In December 2019, the Setting Every Community Up For Retirement Enhancement (SECURE) Act was passed into law, making many substantial updates to long-standing retirement account rules. While one rule repealed the maximum age for making Traditional IRA contributions (as now IRA owners beyond age 70 1/2, and in fact of any age, are allowed to contribute to their accounts, as long as they have compensation [generally earned income] to contribute), another such rule was created that, in essence, limits the amount of Qualified Charitable Distributions (QCDs) a Traditional IRA account holder can make, depending on the cumulative amount of those post 70 1/2 deductible contributions claimed.
Qualified Charitable Distributions (QCDs) are tax-efficient methods of making charitable donations with funds from a Traditional IRA (or inherited Traditional IRA). Essentially, an account holder (or beneficiary) age 70 1/2 or older can transfer up to $100,000 each year directly to charity. While the distribution from the account can count toward the account holder’s annual RMD, it is not included as Adjusted Gross Income (AGI), and thus does not need to (and cannot) be included as a charitable gift itemized deduction, making it a ‘perfect’ pre-tax donation.

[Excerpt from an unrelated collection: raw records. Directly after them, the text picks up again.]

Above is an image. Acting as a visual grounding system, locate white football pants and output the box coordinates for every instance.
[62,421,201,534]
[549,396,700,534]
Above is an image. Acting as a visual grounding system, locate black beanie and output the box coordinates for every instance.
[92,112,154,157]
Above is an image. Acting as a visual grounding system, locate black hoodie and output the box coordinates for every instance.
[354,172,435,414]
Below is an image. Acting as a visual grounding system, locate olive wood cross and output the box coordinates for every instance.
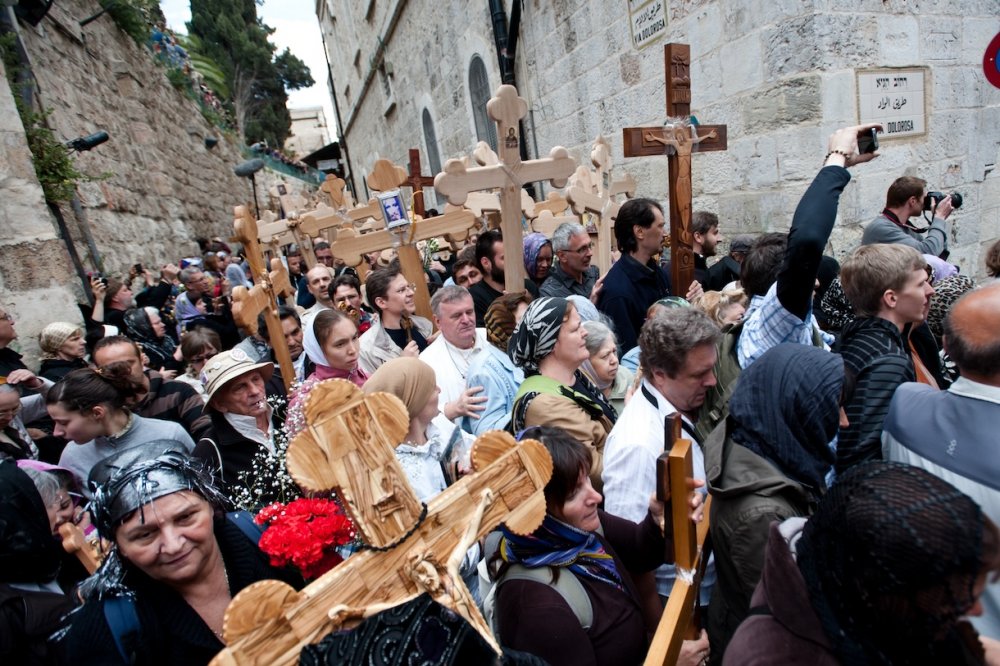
[211,379,552,666]
[566,136,635,275]
[434,85,576,292]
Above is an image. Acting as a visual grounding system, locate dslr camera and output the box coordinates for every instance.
[924,192,962,210]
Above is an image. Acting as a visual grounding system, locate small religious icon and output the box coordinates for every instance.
[378,190,410,229]
[504,127,517,148]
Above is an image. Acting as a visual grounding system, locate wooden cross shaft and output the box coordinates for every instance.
[644,414,712,666]
[211,380,552,666]
[233,206,295,391]
[406,148,434,217]
[622,44,727,295]
[434,85,576,292]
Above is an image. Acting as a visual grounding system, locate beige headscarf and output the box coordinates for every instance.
[38,321,83,358]
[363,356,437,421]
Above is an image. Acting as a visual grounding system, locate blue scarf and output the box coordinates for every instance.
[500,514,625,590]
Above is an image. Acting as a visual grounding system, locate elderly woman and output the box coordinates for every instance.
[704,343,850,655]
[364,356,472,502]
[508,298,612,488]
[580,321,635,418]
[524,232,552,287]
[194,349,283,494]
[462,291,531,435]
[125,307,184,379]
[38,321,87,382]
[0,460,74,665]
[66,441,301,665]
[723,462,1000,666]
[488,427,701,666]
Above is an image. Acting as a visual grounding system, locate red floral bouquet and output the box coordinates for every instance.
[254,499,355,579]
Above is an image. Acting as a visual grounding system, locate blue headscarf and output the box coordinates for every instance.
[729,343,844,490]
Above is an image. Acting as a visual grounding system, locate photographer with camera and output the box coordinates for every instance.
[861,176,962,259]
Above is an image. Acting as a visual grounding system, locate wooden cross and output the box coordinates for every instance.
[644,414,712,666]
[257,210,316,273]
[622,44,727,294]
[406,148,434,217]
[233,206,295,391]
[566,136,635,275]
[434,85,576,292]
[364,154,434,321]
[211,379,552,666]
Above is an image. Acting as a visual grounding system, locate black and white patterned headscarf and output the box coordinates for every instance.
[507,298,570,376]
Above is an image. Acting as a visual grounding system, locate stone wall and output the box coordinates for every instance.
[0,0,312,364]
[318,0,1000,275]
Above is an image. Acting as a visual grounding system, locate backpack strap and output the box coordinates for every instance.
[496,564,594,631]
[226,511,264,545]
[102,596,140,664]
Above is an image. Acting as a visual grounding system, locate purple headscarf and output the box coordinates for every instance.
[524,232,552,280]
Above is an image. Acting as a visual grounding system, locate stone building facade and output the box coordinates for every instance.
[316,0,1000,275]
[0,0,304,357]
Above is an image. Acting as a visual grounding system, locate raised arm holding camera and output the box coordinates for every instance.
[861,176,962,258]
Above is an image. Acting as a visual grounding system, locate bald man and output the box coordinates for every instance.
[302,264,333,330]
[882,282,1000,639]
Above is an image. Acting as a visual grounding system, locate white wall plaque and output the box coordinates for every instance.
[856,67,928,141]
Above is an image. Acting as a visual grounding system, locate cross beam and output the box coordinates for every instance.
[434,85,576,292]
[622,44,727,294]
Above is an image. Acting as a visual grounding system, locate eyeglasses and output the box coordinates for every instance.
[0,403,21,419]
[563,243,594,257]
[396,282,417,294]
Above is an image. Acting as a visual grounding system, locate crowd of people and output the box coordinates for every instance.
[0,126,1000,666]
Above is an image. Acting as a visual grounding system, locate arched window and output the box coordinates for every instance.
[423,109,441,174]
[469,55,497,150]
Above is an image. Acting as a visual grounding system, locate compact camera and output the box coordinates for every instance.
[924,192,962,210]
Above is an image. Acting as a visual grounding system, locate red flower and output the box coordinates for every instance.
[254,499,355,578]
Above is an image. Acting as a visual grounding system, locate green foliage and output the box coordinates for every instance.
[167,67,191,90]
[177,35,230,99]
[274,48,316,90]
[0,32,111,203]
[188,0,313,146]
[21,111,90,202]
[100,0,162,46]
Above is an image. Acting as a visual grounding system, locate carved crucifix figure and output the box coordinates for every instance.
[233,206,295,390]
[434,85,576,292]
[566,136,635,275]
[211,379,552,666]
[622,44,727,294]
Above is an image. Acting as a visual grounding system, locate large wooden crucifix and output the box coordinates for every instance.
[233,206,295,391]
[211,379,552,666]
[434,85,580,292]
[644,414,712,666]
[406,148,434,217]
[622,44,727,294]
[566,136,635,275]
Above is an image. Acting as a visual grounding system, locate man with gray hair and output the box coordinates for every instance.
[538,222,598,302]
[602,308,721,604]
[882,281,1000,639]
[420,285,487,423]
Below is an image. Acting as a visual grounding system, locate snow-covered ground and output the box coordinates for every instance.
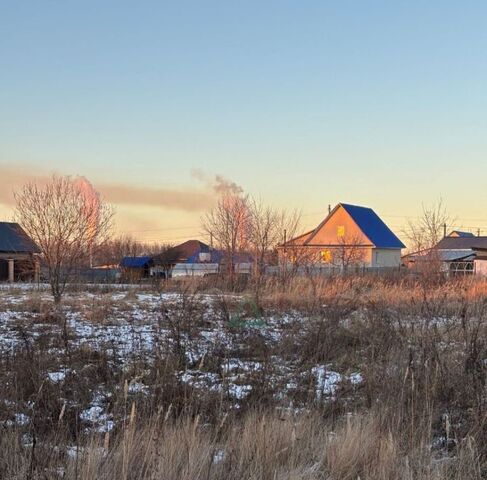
[0,285,363,433]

With the passage of the SECURE Act, however, IRA account owners must now reduce their intended QCDs by any contribution amounts made into their IRAs after age 70 1/2 (the age cap in place to make IRA contributions before passage of the SECURE Act), to the extent they have not already been used to reduce their QCD. In other words, IRA contributions made after age 70 1/2 cannot be turned around to be used as QCDs… and the rules effectively require a “LIFO” treatment that ensures post-age-70 1/2 contributions will first and foremost be used to reduce future QCDs.
Going forward, there are four steps used to calculate allowable QCDs (to account for the potential impact of post-age-70 1/2 contributions):
- Determine current-year distributions made and intended to be counted as QCDs;
- Calculate total remaining distributions to be denied QCD status (this includes any deductible Traditional IRA contributions made by the account owner after reaching age 70 1/2 minus any QCD amounts disallowed in prior years);
- Determine current-year distributions that will be denied QCD status (by identifying the lesser of the amount determined in steps 1 and 2); and
- Determine current-year distributions which will be treated as a QCD (by taking the amount from step 1 and subtracting the amount from step 3).
Presumably, this QCD ‘anti-abuse’ provision is meant to prevent individuals from deducting Traditional IRA contributions (above-the-line deductions that reduce a taxpayer’s AGI) and then donating those contributions on a pre-tax basis (as a QCD), particularly in scenarios where they otherwise were not itemizing deductions and could not have otherwise made a pre-tax charitable contribution.
Despite this new provision, though, financial advisors can use numerous strategies to help clients benefit from QCDs. For example, Traditional IRA contributions can be voluntarily removed if done by October 15th of the year following the year in which the contribution was made. Thus, an account holder who makes a contribution, who then decides they would instead prefer to make a QCD, can withdraw the contribution within the allowable timeframe, preventing any reduction to their QCD. Alternatively, married spouses who each have their own IRA account can choose to use one account to receive post-70 1/2 deductible contributions and the other to make QCDs. A third option would be for account holders to simply ‘burn’ through their post-70 1/2 contributions by making charitable donations from their IRAs that ‘use up’ QCD-disqualifying contributions as quickly as possible. While this means that taxable income will be reported for those account distributions, charitable gifts may be reported as itemized deductions, with future QCDs to be unaffected by these contribution amounts.
Some additional strategies available to advisors and their clients work to avoid the anti-abuse rule altogether. These include using other tax-efficient means to make charitable contributions (such as donating highly appreciated stock in a taxable account, which avoids potential capital gains taxes from selling the stock outright and, for those who itemize, allowing the contribution to be itemized as a charitable donation), contributing to employer-sponsored retirement plans (e.g., 401(k)s, and even SEP IRAs and SIMPLE IRAs) or Roth IRAs instead of Traditional IRAs (since contributions to Traditional IRAs only result in QCDs being denied), and choosing not to claim the deduction on Traditional IRA contributions (even if otherwise available) and deliberately making non-deductible contributions instead (to at least preserve the non-taxable treatment of those contributions for the future).
Ultimately, the key point is that the SECURE Act’s repeal of the age limit cap on Traditional IRA contributions has complicated the coordination of post-70 ½ contributions and QCDs with its introduction of the anti-abuse provision, which reduces allowable future QCDs by the amount of post-70 ½ IRA contributions. However, financial advisors can help their clients continue to make QCDs successfully with a range of planning strategies, some of which work with the anti-abuse provision, and some that avoid it altogether.